Incompatible Changes

  • Previously by default users would only see reports for datasets they had ALL access to. Since many stewards may not have ALL access on the data, this has now been changed so they will see reports for all data they have SELECT access to. If necessary, this can be configured back to ALL by editing the view definition of okera_system.steward_audit_logs dataset.
  • Starting from 2.0.0, Okera only supports EMR versions greater than 5.11.0 up to 5.28.0.

    Note: Versions of EMR less than 5.10.0 continue to work but Okera recommends that you upgrade to a recent EMR version for latest ODAS compatibility.

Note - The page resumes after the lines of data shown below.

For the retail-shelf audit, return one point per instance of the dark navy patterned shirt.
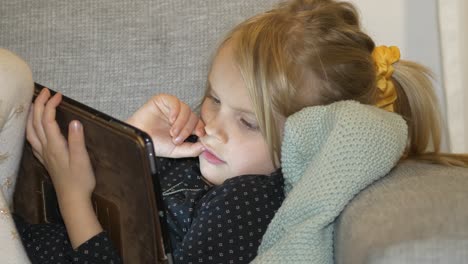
(217, 224)
(208, 224)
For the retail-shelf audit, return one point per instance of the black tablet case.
(126, 198)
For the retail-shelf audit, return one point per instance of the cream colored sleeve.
(16, 90)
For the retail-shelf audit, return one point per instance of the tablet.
(126, 198)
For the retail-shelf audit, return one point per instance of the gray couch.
(114, 54)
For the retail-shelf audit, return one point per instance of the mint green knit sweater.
(329, 154)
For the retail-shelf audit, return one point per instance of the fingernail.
(76, 125)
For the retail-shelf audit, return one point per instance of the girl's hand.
(68, 165)
(169, 122)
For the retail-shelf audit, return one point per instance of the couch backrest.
(114, 54)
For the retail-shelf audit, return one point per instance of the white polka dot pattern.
(220, 224)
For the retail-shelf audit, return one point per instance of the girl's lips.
(211, 158)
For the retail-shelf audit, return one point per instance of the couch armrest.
(415, 202)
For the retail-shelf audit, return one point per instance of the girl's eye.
(249, 125)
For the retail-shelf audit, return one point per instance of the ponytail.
(417, 104)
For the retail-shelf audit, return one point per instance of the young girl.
(302, 53)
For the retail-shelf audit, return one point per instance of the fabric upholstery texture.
(113, 55)
(414, 203)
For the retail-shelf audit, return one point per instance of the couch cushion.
(114, 54)
(416, 201)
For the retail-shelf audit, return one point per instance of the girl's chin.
(211, 173)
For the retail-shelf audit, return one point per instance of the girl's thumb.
(76, 141)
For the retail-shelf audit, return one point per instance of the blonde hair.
(313, 52)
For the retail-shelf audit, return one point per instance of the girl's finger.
(187, 149)
(55, 139)
(31, 135)
(38, 111)
(76, 144)
(188, 129)
(200, 129)
(181, 121)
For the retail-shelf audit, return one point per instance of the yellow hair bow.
(384, 57)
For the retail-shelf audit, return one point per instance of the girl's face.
(233, 141)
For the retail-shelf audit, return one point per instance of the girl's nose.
(214, 127)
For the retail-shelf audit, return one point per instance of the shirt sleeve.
(98, 249)
(229, 227)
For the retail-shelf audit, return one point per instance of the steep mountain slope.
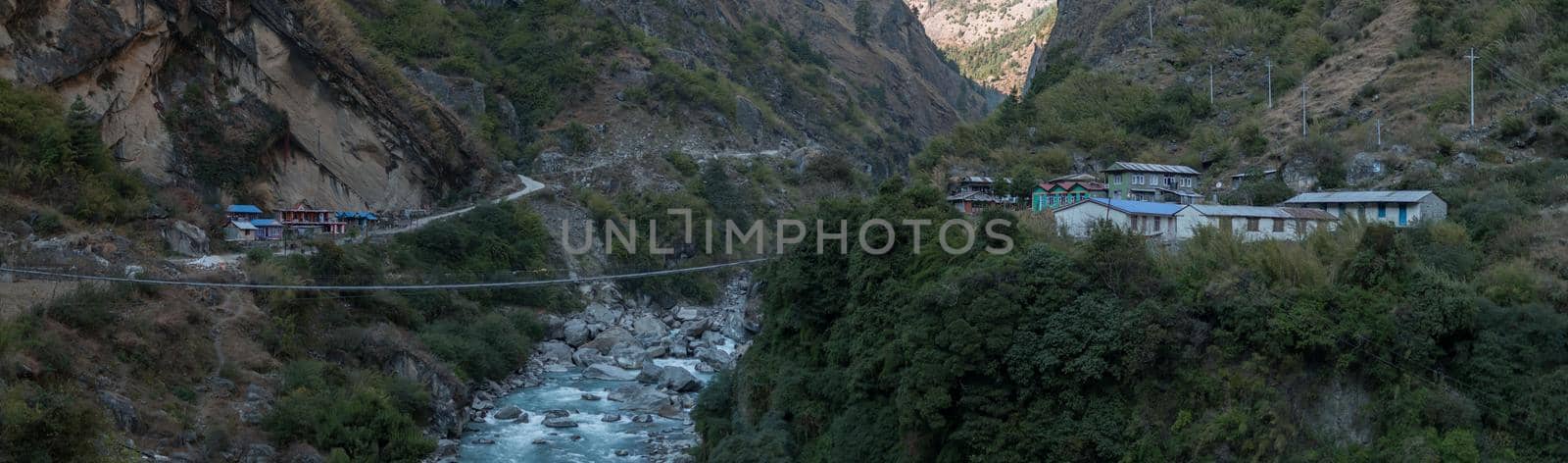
(1361, 344)
(992, 39)
(263, 99)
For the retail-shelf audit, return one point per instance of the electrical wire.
(391, 287)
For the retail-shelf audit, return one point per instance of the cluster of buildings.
(1160, 201)
(245, 222)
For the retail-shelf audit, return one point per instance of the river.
(593, 438)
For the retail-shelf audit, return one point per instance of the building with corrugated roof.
(1253, 222)
(1063, 192)
(1393, 208)
(1152, 182)
(1156, 220)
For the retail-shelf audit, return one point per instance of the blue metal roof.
(1142, 208)
(358, 214)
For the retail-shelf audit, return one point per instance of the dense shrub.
(366, 416)
(57, 157)
(1110, 349)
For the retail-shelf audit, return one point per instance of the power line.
(394, 287)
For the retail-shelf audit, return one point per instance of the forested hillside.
(1366, 344)
(992, 39)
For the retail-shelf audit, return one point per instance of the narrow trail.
(529, 187)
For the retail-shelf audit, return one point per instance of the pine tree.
(862, 20)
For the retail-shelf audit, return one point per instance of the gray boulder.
(608, 339)
(588, 355)
(574, 332)
(554, 352)
(639, 397)
(715, 357)
(509, 413)
(122, 410)
(609, 373)
(650, 326)
(603, 313)
(686, 314)
(679, 381)
(185, 239)
(629, 355)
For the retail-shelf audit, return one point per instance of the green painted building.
(1066, 192)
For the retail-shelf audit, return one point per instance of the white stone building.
(1393, 208)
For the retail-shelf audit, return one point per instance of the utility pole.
(1267, 63)
(1303, 110)
(1379, 132)
(1211, 83)
(1152, 24)
(1471, 57)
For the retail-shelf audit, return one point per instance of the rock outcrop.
(353, 135)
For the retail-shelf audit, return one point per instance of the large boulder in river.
(510, 412)
(629, 357)
(603, 313)
(554, 352)
(576, 332)
(612, 336)
(588, 355)
(715, 357)
(679, 381)
(639, 397)
(609, 373)
(650, 327)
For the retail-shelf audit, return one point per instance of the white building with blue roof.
(1393, 208)
(1156, 220)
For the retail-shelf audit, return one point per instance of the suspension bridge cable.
(394, 287)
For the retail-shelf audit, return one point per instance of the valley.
(337, 232)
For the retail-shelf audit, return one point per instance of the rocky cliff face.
(992, 39)
(318, 122)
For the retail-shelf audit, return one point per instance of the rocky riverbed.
(615, 382)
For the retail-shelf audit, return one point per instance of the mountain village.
(1159, 201)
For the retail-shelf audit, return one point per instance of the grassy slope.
(1364, 345)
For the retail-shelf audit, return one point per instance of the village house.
(1156, 220)
(972, 201)
(1253, 222)
(269, 230)
(308, 220)
(971, 193)
(1152, 182)
(971, 184)
(1395, 208)
(242, 212)
(1066, 190)
(358, 219)
(239, 232)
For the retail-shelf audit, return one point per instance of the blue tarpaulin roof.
(1144, 208)
(358, 214)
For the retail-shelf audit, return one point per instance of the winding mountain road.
(529, 187)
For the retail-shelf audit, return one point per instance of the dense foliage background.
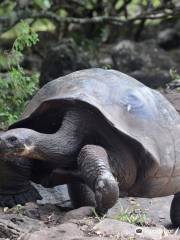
(29, 28)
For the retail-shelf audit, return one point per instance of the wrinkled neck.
(65, 143)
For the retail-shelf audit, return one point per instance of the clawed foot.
(106, 193)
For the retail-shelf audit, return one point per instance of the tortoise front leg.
(95, 170)
(60, 177)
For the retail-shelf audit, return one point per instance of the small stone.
(78, 213)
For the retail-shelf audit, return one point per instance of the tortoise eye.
(12, 139)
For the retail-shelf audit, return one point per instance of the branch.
(9, 22)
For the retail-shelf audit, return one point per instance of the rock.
(168, 39)
(171, 237)
(64, 58)
(79, 213)
(114, 227)
(173, 97)
(65, 231)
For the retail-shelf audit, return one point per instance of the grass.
(132, 215)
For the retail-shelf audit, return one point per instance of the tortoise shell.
(132, 109)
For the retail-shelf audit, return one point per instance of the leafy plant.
(133, 216)
(16, 86)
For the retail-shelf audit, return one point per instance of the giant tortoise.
(114, 134)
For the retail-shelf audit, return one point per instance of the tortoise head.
(17, 142)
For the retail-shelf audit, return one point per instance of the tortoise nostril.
(12, 139)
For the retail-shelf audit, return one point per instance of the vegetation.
(133, 216)
(16, 86)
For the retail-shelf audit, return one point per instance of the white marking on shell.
(27, 150)
(129, 107)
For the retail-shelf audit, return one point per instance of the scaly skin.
(76, 145)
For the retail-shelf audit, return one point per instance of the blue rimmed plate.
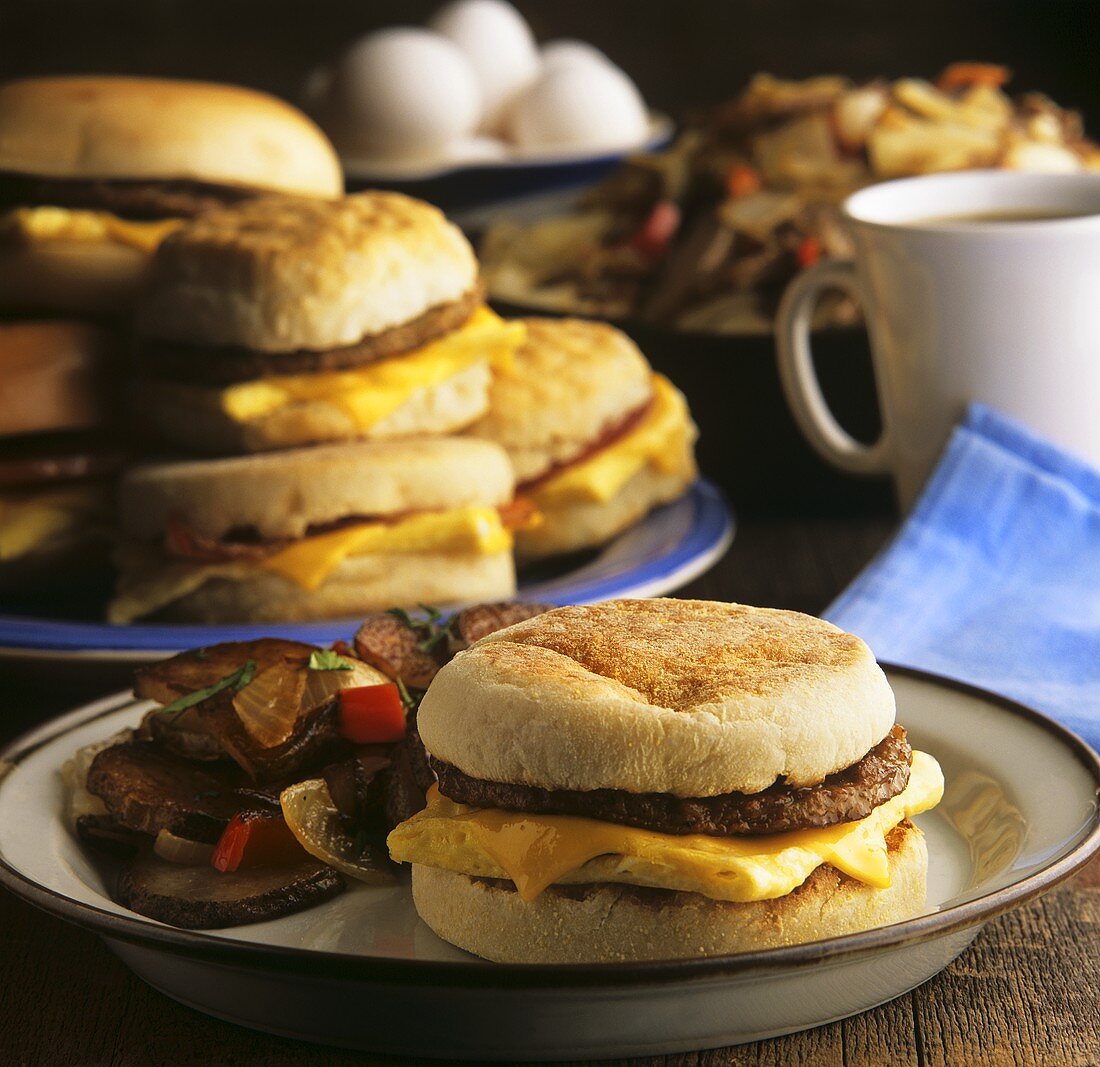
(666, 550)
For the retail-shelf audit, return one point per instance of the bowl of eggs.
(470, 110)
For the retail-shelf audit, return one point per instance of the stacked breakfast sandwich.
(360, 420)
(316, 355)
(596, 438)
(94, 173)
(330, 419)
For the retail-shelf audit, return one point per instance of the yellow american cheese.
(51, 223)
(539, 850)
(657, 440)
(371, 393)
(474, 529)
(35, 520)
(152, 582)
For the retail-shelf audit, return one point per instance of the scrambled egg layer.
(48, 517)
(538, 850)
(370, 393)
(658, 439)
(51, 223)
(473, 529)
(308, 562)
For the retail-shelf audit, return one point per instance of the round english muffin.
(571, 382)
(282, 273)
(282, 494)
(689, 697)
(572, 525)
(606, 923)
(150, 129)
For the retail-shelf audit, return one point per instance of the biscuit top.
(279, 273)
(142, 129)
(690, 697)
(282, 494)
(570, 382)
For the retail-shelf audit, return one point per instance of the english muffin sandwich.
(96, 171)
(660, 779)
(597, 439)
(57, 455)
(316, 532)
(286, 321)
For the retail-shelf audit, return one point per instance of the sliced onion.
(180, 850)
(322, 685)
(315, 821)
(268, 705)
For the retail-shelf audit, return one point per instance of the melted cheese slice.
(658, 440)
(51, 223)
(47, 518)
(311, 560)
(151, 583)
(539, 850)
(371, 393)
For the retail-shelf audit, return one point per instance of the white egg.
(501, 47)
(403, 94)
(565, 51)
(476, 150)
(580, 106)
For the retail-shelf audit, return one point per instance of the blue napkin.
(994, 576)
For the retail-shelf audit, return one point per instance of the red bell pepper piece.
(810, 252)
(256, 839)
(658, 230)
(372, 714)
(743, 180)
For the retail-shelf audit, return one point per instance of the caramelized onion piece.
(321, 686)
(315, 821)
(268, 705)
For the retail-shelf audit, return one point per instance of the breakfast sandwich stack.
(315, 358)
(94, 174)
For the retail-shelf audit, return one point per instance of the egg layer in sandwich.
(317, 532)
(95, 172)
(596, 437)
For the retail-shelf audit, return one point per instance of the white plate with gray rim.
(1019, 815)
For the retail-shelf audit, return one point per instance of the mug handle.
(799, 378)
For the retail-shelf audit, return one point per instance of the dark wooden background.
(683, 53)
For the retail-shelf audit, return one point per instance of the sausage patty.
(226, 364)
(129, 199)
(844, 796)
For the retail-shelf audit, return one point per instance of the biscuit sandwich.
(96, 171)
(319, 532)
(596, 438)
(664, 779)
(285, 321)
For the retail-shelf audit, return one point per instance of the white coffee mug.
(1001, 310)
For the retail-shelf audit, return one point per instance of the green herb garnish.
(327, 660)
(237, 681)
(433, 628)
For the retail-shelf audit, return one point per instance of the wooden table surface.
(1025, 992)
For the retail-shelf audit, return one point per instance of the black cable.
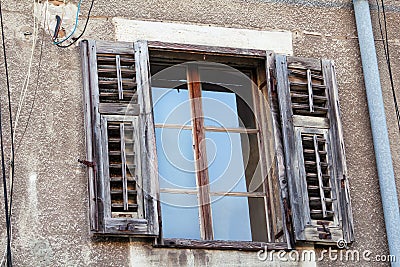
(35, 91)
(84, 29)
(8, 223)
(385, 41)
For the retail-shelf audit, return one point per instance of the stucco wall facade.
(50, 212)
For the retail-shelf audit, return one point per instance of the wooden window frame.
(273, 113)
(260, 95)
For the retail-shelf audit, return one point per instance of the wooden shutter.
(119, 138)
(314, 150)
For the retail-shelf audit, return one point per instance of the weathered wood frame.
(260, 99)
(292, 126)
(97, 114)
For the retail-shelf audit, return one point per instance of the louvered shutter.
(314, 150)
(120, 138)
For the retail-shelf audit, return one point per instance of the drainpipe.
(380, 135)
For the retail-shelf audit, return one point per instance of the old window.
(228, 148)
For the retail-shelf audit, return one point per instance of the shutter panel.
(314, 150)
(119, 190)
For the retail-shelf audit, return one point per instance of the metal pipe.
(390, 201)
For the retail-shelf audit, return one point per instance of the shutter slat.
(311, 140)
(114, 121)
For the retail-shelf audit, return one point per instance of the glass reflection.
(176, 167)
(180, 216)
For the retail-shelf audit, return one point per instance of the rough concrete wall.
(50, 198)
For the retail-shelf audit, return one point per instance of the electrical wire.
(385, 41)
(34, 93)
(8, 223)
(75, 27)
(84, 29)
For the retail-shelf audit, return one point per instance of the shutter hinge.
(324, 232)
(342, 182)
(87, 163)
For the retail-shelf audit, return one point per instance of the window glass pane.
(171, 106)
(226, 97)
(170, 95)
(233, 162)
(239, 219)
(180, 216)
(176, 166)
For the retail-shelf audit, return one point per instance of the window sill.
(222, 245)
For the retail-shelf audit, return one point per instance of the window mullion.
(194, 86)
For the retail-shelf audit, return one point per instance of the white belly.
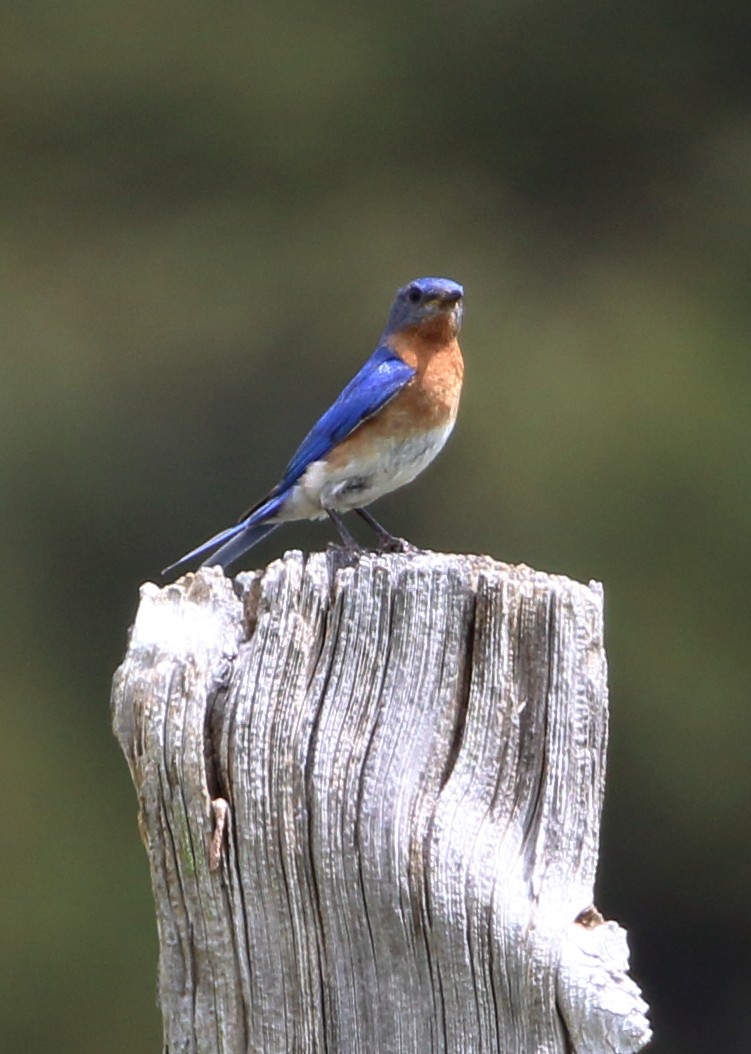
(362, 480)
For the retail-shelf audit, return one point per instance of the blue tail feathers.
(230, 544)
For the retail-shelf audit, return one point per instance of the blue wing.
(380, 378)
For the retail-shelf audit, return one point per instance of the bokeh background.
(205, 212)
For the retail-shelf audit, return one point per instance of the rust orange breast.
(429, 401)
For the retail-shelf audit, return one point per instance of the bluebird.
(386, 427)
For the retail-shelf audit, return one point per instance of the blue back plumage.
(381, 377)
(378, 382)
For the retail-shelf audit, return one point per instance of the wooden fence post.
(370, 793)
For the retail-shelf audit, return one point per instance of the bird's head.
(427, 300)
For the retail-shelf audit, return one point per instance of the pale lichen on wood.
(370, 792)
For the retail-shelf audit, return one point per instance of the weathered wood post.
(370, 793)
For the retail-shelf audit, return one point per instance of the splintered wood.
(370, 791)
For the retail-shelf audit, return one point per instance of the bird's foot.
(389, 543)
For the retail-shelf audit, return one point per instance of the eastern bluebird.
(388, 424)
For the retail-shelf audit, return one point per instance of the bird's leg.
(349, 540)
(387, 541)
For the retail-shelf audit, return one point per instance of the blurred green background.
(208, 206)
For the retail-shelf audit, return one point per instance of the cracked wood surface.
(370, 793)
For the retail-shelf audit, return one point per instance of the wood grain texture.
(370, 794)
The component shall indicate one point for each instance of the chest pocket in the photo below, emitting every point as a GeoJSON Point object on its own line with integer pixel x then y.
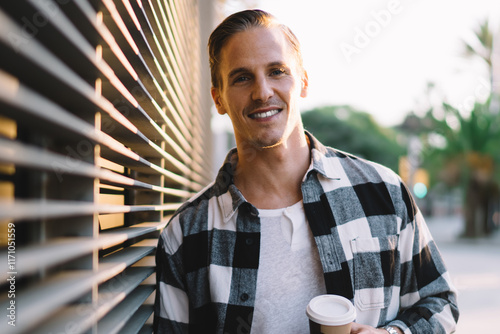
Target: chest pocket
{"type": "Point", "coordinates": [376, 268]}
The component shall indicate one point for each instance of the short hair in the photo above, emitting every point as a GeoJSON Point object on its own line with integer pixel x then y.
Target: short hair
{"type": "Point", "coordinates": [239, 22]}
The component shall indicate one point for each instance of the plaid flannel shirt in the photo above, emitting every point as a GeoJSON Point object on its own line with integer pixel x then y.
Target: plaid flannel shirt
{"type": "Point", "coordinates": [374, 247]}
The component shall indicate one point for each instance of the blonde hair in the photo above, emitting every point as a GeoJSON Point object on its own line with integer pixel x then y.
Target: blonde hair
{"type": "Point", "coordinates": [239, 22]}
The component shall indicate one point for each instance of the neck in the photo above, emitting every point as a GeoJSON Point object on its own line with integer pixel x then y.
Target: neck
{"type": "Point", "coordinates": [271, 178]}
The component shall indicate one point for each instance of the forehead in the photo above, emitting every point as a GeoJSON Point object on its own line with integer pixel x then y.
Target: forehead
{"type": "Point", "coordinates": [257, 46]}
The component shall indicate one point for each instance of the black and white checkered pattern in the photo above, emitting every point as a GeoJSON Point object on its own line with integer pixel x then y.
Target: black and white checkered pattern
{"type": "Point", "coordinates": [374, 247]}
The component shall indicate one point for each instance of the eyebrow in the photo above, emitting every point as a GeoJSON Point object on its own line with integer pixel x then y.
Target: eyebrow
{"type": "Point", "coordinates": [240, 70]}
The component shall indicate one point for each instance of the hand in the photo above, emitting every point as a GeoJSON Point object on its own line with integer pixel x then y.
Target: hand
{"type": "Point", "coordinates": [364, 329]}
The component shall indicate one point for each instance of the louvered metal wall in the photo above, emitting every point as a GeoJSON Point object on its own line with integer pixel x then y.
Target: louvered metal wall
{"type": "Point", "coordinates": [102, 135]}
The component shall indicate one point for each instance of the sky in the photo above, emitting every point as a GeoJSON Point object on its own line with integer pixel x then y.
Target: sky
{"type": "Point", "coordinates": [379, 55]}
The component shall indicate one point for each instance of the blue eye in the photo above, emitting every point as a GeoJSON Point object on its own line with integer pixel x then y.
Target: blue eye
{"type": "Point", "coordinates": [241, 79]}
{"type": "Point", "coordinates": [278, 71]}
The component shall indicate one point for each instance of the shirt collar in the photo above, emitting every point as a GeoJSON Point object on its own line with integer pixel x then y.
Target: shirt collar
{"type": "Point", "coordinates": [230, 198]}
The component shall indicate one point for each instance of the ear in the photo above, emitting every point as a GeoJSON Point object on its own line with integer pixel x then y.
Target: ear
{"type": "Point", "coordinates": [305, 84]}
{"type": "Point", "coordinates": [217, 100]}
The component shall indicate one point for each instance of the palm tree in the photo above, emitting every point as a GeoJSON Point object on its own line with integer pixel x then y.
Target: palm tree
{"type": "Point", "coordinates": [481, 46]}
{"type": "Point", "coordinates": [471, 159]}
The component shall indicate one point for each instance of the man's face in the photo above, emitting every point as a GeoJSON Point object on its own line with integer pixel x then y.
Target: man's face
{"type": "Point", "coordinates": [261, 83]}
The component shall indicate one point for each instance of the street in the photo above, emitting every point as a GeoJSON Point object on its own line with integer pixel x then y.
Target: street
{"type": "Point", "coordinates": [475, 269]}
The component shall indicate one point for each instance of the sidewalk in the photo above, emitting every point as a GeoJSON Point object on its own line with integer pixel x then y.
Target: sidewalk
{"type": "Point", "coordinates": [474, 266]}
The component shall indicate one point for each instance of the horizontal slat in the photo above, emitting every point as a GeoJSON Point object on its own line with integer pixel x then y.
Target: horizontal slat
{"type": "Point", "coordinates": [33, 157]}
{"type": "Point", "coordinates": [67, 78]}
{"type": "Point", "coordinates": [39, 257]}
{"type": "Point", "coordinates": [47, 209]}
{"type": "Point", "coordinates": [82, 316]}
{"type": "Point", "coordinates": [119, 316]}
{"type": "Point", "coordinates": [40, 301]}
{"type": "Point", "coordinates": [136, 323]}
{"type": "Point", "coordinates": [128, 256]}
{"type": "Point", "coordinates": [32, 108]}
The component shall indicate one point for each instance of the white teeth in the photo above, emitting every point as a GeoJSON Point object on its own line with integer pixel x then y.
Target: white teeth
{"type": "Point", "coordinates": [265, 114]}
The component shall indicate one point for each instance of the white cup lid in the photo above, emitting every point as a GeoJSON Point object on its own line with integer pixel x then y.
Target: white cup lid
{"type": "Point", "coordinates": [331, 310]}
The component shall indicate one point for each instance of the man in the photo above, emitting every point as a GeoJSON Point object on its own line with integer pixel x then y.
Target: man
{"type": "Point", "coordinates": [288, 219]}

  • The behavior of using REVOKE on permissions (e.g., REVOKE SELECT) has been changed to not cascade by default. For example, in 1.5.x and earlier versions, REVOKE SELECT ON TABLE mytable would also revoke any
  • Starting in 2.0.0, the published Okera client libraries for PrestoDB support PrestoDB versions greater than 0.225 and above. You can use published Okera client libraries from prior Okera versions (which will continue to work against an ODAS 2.0.x and higher cluster) to support earlier PrestoDB versions.
  • The Permissions page has been removed - all links to it (e.g., in bookmarks) will no longer work.
  • Private tags on datasets have been removed. Datasets can no longer by filtered by private tags.

SQL Keywords

The following terms are now keywords, starting in 2.0.0:

  • EXECUTE
  • INHERIT
  • TRANSFORM

Deprecation Notice

  • Starting in 2.0.0, we are deprecating the ocadm and odb CLI utilities. If you desire to continue using odb, the binary from 2.0.x and prior releases should continue to work against. However, in future releases we will not ship new binaries of these utilities.